●30・やはり虎の巻
●30・やはり虎の巻
以前そうしたように、水晶玉に手を触れると、仮想世界へと飛ぶ。
山に囲まれた小高い丘。見晴らしは良く、足元には芝が生えている。移動の邪魔にはならなそうだ。
小鳥がさえずり、ぽかぽかと暖かい陽気。陽射しは柔らかい。
「これはいい仮眠場所だね」
「アルト殿、我々は」
「分かってるよ。試合をするんだろう?」
アルトは間合いを取り、さりげなく太陽を背に陣取った。
少しでも優位点は取りたい。勝ち目が一定程度はあるといえど、厳しい戦いになることは容易に想像できる。わずかな、ささいな有利を積み重ねることが、きっと最終的に勝利へと結びつくのだろう。

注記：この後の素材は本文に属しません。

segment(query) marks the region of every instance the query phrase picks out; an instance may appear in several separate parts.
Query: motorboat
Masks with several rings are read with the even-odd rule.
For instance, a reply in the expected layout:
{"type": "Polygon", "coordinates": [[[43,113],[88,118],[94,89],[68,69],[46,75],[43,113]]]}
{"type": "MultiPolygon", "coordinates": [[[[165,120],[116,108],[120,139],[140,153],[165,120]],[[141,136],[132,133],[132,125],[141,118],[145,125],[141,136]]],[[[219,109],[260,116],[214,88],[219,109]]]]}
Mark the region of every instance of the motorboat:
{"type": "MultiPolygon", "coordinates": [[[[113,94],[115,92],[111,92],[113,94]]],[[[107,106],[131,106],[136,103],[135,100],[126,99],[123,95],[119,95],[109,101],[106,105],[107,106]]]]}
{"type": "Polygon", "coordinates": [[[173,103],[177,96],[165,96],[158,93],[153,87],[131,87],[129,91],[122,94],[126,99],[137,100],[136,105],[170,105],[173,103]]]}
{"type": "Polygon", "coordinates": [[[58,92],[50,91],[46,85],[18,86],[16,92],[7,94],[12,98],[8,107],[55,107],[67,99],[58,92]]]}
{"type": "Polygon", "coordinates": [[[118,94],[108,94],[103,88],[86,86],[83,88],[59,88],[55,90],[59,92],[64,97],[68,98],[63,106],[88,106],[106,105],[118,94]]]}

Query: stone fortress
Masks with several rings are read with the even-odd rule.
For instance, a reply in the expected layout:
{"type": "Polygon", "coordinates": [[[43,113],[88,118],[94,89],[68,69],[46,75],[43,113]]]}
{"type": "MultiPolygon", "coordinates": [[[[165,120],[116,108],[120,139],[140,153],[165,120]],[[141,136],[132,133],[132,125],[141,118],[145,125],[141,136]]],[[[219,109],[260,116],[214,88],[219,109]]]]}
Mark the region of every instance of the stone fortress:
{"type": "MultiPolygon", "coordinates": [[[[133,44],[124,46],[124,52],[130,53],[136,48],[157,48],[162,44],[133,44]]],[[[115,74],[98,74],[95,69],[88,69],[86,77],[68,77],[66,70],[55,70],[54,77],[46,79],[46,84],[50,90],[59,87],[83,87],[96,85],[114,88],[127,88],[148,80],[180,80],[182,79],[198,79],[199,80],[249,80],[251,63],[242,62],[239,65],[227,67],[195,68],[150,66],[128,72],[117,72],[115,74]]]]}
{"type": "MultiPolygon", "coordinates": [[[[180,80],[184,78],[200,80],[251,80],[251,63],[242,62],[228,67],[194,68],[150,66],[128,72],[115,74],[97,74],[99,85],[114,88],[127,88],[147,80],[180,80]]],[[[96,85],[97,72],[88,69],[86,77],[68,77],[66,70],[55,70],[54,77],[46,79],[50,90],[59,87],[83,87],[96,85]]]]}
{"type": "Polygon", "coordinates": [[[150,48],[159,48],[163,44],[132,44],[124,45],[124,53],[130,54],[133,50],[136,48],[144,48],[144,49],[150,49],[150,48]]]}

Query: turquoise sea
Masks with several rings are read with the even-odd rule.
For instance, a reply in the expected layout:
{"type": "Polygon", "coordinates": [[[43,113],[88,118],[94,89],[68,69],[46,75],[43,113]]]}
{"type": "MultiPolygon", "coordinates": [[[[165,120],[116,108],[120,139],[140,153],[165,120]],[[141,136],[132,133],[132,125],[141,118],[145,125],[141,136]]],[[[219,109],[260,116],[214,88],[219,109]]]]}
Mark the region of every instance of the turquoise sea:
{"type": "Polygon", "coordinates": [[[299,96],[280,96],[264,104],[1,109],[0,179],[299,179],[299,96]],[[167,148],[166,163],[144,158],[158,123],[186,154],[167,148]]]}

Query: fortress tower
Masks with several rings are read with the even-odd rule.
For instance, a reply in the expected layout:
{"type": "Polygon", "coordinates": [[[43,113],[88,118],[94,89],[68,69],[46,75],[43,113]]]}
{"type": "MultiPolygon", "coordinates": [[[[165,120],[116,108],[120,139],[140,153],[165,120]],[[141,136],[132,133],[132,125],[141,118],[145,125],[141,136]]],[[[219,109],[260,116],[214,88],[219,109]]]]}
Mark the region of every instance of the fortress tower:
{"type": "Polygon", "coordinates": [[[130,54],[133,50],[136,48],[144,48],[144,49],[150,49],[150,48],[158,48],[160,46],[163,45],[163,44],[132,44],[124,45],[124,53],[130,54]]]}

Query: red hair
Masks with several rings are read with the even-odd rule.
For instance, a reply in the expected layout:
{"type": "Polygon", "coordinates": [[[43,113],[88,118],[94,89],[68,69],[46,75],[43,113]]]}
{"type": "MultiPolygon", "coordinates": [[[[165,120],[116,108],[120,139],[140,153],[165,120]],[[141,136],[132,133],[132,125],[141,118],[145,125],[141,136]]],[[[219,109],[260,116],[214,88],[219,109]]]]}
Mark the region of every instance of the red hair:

「この硬貨を、アルト殿が弾いてほしい。地面に着いた瞬間から戦いを始めよう」
「了解。この硬貨だね。おお、決闘用の特別製じゃないか」
「ふふ。さて、おしゃべりはここまでだ。あとは心技体こそが勝敗を決する」
両者、集中に入った。
アルトが硬貨を天に弾き、それが地面へと向かう。
先手必勝とばかりに、カトリーナが猛然と突撃し両手剣を振り下ろす。
「はあぁ!」
アルトはその両手剣に横への念動力を発揮して、受け流す。
そこへ彼の勇者の剣が襲い掛かる!
「そこ!」
カトリーナは素早く飛びのき、また間合いを取る。
が、休む暇は与えない。
「くっ!」
アルトが閃光の指輪を連射したのだ。
光線の一部が彼女の右肩をかすめる。仮想空間といえど、その物理的な作用と傷み、出血は仮想的に彼女の感覚を奪う。
「ぐあぁ」
しかし彼女もさるもの、両手剣を捨て、無事な左手で控えの片手剣を抜く。
「させるか!」
されど抜刀の終わる前に、アルトの光線が降り注ぐ。
だが、それも半ば予想されていた。カトリーナは大きく横に飛び、岩の影に隠れる。
「無駄だ!」
アルトは、岩に回り込むなどという危険は冒さず、光線で岩をえぐり込む。
「やられてばかりじゃない!」
岩の反対側からカトリーナが出てくると、なんと控えの剣を投げつけてきた。
刃が迫る。
「甘い!」
しかし念動力で叩き落とされ、その攻撃は届かない。
窮した姫騎士は、また機動的に横跳びし、次の障害物を探す。
しかしこれは悪手だった。
「させない!」
念動力で加速、発射した短剣が、彼女の脇腹に深々と刺さる。
「ぐあぁ!」
「とどめだ!」
彼女の身体を、幾筋もの閃光が撃ち抜いた。
設備は勝敗を判定したのか、もとの小屋へと戻る二人。
「アルトの勝ちだな」
カトリーナが、肩で息をしながら言う。どうやら疲れは元の身体にも反映されるらしい。
もっとも、ケガは残っていなかった。
一方、アルトは。
「勝った……本当に勝った……!」
歓喜に打ち震えていた。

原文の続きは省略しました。